Law of the horse to law of the submarine: The future of State behavior in cyberspace

States are rapidly approaching an international law crossroads in cyberspace. While many States, led by the United States, take the view that existing international law, including the law of armed conflict, is sufficient to cover cyberspace (“law of the horse”), such a view is being overtaken by reality. The Sony hack allegedly by North Korea is only the latest, and most blatant, in the long history of State activity in cyberspace. The current architecture of cyberspace makes it very attractive for States to pursue their national interests via this domain in a manner that is easily denied.

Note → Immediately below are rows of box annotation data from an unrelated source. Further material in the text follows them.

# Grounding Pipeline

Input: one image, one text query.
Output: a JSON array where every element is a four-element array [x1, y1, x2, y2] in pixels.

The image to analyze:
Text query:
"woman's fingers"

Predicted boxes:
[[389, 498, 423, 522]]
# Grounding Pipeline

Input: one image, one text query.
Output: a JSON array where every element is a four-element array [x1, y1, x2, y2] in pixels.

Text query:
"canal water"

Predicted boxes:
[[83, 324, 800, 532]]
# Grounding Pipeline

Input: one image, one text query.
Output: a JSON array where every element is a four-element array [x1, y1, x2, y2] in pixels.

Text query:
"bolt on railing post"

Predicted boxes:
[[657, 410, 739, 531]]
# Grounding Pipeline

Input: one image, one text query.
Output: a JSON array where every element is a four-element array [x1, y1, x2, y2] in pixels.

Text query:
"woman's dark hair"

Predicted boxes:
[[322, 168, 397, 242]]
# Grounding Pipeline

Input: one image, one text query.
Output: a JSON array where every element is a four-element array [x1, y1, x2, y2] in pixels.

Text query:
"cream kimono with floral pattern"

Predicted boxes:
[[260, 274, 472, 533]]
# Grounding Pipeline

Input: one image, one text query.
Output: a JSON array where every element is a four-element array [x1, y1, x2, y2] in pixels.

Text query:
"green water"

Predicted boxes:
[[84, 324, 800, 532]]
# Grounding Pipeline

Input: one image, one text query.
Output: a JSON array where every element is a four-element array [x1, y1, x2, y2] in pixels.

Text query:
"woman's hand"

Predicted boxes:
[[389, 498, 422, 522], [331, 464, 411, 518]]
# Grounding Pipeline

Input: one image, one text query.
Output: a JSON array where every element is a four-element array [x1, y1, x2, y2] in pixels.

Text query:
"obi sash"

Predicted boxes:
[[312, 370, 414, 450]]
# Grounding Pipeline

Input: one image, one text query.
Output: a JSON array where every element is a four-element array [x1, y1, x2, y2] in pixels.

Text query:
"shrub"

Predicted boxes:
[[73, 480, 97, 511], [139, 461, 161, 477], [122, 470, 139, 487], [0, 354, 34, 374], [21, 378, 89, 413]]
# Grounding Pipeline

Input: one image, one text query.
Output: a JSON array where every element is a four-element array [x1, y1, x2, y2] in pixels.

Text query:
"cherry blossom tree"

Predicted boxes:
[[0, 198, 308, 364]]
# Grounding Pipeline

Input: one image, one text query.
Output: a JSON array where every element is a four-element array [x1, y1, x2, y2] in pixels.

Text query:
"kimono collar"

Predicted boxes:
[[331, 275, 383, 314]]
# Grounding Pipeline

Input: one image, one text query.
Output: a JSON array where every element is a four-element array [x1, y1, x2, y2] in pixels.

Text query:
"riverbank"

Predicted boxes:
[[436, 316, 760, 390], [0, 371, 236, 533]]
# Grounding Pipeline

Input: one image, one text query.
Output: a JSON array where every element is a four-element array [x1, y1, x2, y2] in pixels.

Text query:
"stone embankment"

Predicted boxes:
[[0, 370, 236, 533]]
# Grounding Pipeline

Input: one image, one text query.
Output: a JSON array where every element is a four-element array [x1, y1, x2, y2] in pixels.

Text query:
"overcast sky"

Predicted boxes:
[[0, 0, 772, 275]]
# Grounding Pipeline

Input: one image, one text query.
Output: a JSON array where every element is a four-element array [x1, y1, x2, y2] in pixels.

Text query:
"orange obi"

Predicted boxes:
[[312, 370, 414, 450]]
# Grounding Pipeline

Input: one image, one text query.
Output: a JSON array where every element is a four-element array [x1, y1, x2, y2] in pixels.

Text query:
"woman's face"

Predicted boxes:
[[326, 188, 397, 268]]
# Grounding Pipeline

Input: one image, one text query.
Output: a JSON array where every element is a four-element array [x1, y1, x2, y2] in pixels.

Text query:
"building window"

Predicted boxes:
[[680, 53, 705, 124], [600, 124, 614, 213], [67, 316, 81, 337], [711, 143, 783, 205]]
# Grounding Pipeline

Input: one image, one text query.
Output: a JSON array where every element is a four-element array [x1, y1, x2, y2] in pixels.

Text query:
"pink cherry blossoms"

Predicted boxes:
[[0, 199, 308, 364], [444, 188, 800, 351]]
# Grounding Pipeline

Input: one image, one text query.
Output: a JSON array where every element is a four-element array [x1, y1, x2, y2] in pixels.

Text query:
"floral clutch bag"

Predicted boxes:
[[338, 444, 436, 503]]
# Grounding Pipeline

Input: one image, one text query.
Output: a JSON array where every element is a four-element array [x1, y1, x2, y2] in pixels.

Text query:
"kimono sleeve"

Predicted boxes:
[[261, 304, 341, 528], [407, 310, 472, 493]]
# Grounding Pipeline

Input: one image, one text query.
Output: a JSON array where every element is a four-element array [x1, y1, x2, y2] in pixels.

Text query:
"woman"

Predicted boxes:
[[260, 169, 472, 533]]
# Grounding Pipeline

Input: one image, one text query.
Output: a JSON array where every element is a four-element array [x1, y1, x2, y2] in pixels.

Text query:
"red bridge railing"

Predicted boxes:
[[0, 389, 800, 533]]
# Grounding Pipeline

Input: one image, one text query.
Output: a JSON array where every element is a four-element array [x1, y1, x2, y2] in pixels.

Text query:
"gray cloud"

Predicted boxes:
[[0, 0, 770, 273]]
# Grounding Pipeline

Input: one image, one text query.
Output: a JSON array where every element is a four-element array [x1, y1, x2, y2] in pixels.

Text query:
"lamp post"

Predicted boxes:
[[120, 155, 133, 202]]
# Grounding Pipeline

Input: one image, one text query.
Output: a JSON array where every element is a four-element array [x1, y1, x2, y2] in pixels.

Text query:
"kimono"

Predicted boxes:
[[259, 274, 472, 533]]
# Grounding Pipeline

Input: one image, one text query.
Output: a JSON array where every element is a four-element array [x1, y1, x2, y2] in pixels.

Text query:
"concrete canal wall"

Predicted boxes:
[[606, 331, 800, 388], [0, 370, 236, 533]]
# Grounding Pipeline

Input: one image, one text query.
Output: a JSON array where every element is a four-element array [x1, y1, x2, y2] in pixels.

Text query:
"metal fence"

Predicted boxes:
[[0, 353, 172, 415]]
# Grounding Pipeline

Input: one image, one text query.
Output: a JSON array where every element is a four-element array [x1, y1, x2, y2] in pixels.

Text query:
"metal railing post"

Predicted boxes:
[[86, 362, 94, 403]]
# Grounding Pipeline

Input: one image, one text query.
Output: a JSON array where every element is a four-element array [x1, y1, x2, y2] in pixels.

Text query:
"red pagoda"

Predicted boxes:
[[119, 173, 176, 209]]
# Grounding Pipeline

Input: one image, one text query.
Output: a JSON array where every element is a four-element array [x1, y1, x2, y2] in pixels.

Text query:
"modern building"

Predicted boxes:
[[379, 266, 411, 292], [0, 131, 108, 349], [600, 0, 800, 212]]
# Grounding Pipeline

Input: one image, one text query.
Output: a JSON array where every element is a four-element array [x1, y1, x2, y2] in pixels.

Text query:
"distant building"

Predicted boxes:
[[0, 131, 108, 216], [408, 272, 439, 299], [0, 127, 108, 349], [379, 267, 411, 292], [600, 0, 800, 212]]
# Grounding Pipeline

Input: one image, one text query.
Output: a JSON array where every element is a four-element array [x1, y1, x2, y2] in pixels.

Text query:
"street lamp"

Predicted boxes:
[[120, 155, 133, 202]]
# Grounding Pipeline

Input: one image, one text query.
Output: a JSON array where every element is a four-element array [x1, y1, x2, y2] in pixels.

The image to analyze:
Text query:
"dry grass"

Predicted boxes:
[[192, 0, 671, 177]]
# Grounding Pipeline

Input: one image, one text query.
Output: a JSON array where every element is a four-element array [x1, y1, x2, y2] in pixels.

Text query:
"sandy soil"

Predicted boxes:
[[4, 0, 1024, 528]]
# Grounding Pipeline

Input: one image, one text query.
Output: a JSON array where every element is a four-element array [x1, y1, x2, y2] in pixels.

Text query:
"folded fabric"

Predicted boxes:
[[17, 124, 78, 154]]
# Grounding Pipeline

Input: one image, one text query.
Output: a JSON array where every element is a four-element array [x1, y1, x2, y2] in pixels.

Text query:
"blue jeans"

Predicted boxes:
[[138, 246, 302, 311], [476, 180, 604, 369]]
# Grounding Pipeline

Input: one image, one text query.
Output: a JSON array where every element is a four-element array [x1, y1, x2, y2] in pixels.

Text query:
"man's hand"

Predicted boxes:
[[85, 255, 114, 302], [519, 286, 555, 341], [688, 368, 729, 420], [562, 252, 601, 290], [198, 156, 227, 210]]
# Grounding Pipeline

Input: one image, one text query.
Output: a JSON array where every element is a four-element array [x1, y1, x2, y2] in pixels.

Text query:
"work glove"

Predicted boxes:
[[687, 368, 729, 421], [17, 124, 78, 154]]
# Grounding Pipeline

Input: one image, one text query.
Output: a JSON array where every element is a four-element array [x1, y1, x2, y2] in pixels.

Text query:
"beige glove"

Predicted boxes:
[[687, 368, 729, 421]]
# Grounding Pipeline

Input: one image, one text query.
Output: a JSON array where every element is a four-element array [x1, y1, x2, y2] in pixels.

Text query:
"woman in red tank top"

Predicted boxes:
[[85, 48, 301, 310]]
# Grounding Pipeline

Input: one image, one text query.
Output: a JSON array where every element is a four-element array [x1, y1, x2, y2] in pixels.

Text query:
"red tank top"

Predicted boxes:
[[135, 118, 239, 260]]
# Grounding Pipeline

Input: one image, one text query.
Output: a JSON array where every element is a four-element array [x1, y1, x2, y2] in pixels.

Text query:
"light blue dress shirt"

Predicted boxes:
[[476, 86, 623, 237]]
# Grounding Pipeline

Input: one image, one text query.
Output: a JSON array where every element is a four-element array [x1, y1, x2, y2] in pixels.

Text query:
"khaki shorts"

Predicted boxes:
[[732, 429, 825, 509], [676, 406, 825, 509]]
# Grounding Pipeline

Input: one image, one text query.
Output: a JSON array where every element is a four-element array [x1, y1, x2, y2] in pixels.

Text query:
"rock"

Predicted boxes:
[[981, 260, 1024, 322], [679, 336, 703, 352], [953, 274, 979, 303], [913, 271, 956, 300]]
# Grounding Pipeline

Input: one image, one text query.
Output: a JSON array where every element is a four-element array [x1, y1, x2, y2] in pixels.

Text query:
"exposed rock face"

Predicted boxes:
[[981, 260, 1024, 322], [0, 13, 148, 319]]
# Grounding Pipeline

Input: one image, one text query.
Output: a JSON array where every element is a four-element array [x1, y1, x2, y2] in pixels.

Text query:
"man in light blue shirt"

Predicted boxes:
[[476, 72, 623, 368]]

With such a state of affairs persisting into the foreseeable future, it is very likely that international law will soon be sidelined or ignored by States as they seek to respond to cyber activity undertaken by other States (“law of the submarine”). With most, if not all, State-sponsored cyber activity not rising to the level of a use of force, countermeasures are one of the most viable international law tools for States to respond to State-sponsored cyber activity. Countermeasures, however, is the international law concept most at risk of being ignored by States. The customary international law of countermeasures imposes many conditions and limitations on their use, conditions and limitations that States will be inclined to ignore because they can under cyberspace's current architecture. Fortunately, the customary international law of countermeasures remains fluid enough that it can be sufficiently adapted to accommodate State behavior in cyberspace while still accounting for the international law interests underlying countermeasures.